創業119年、めのやが受け継いできた勾玉の歴史、その原点である「出雲石」。
古に遡る出雲石の歴史
出雲石の歴史は大変古く、弥生時代・古墳時代まで遡ります。出雲石が発見されたのは恐らく弥生時代といわれており、それまで日本の中で緑色の石といえば糸魚川の翡翠でしたが、出雲石が発見されてからは出雲石に変わってきました。弥生後期からは全国で花仙山の出雲石が用いられ、古墳時代に入ってからは当時の大和王権が各地の首長に配布する物の中に出雲石の勾玉が加わります。弊社の運営する「いずもまがたまの里 伝承館」のミュージアム内では地図付きで展示していますが、古墳時代に作られた全国の古墳を調査した結果、北は函館~南は宮崎南部(鹿児島との県境付近)まで花仙山産出雲石で作られた勾玉が出土しています。
当時は今と違い情報網、交通網が全く発展していない時代です。その時代に函館~宮崎まで出雲石の勾玉が出土するという事は、それが日本全国でどれだけ貴重なものとして扱われ、当時の権力者をはじめとする人々にとって大切なものだったかが良く分かります。さらに、古墳時代中期に作られたとされる現在の奈良県・橿原市にある「曽我遺跡」は大和王権が勾玉作りの生産・流通を直接管理するために作った当時全国最大の工房跡と言われ、その遺跡からは大量の花仙山産の出雲石が出土しています。玉造の職人が大量に呼び寄せられ、出雲石を使った勾玉作りを行っていた事から、当時の大和王権にとっての「出雲石」と「勾玉」の価値は現代の我々の創造を超えるものであったと思われます。また古墳時代後期になると今度は一極集中の形で玉造温泉での勾玉作りへと変わっていき、花仙山の畔にある玉湯川周辺に工房が集中し、現在の玉造温泉を形作っていきました。
日本最高品質の碧玉、出雲石
出雲石の特徴は、なんといっても「日本最高品質」という点です。日本国内で“めのう”の産地はいくつかありますが、良質な青めのう(碧玉)が採れるのは玉造温泉の花仙山のみです。青めのうそのものは全国のめのうの産地で多少採掘されています。しかし特に質という点では出雲石にとてもかないません。また量も極めて少量採掘される程度で、基本的には青以外の色での採掘であったようです。色、艶等の質の面でも日本最高品質である出雲石が花仙山で豊富に採掘できたからこそ、他の石と違いこれほどまでに全国各地にその名が知れ渡ったのではないかと思います。
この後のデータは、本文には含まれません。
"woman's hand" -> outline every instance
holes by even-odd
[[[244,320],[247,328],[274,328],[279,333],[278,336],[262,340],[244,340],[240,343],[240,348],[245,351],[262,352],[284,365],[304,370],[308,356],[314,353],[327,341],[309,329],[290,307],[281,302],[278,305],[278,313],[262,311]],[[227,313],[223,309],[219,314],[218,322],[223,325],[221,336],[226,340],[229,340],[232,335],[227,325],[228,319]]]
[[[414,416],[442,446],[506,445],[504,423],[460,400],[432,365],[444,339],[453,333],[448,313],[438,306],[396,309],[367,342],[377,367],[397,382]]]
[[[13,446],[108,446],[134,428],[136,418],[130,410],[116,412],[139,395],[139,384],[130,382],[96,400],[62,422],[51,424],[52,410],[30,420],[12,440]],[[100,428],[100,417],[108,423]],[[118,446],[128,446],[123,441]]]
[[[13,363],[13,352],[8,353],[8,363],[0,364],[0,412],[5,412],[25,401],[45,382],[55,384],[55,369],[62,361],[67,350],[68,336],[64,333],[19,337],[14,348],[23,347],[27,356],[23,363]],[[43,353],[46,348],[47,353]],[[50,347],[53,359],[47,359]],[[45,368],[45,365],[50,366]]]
そんな出雲石も昭和初期頃までは採掘専門の職人が花仙山の山肌に手作業で穴を掘り、採掘していました。今でもその頃の穴が花仙山には多数存在しています。しかし現在では花仙山での採掘はしていません。出雲石は金等と同じで脈上に連なって出てきます。しかしいくら掘ってもその脈に当たらなければただの土しか出てきません。また金属ではないため、金属レーダー等を使ってもその脈を探る事が出来ません。いくら脈に近くても、脈から1m離れていれば何も出てきません。採掘を行うということは大変難しいことなのです。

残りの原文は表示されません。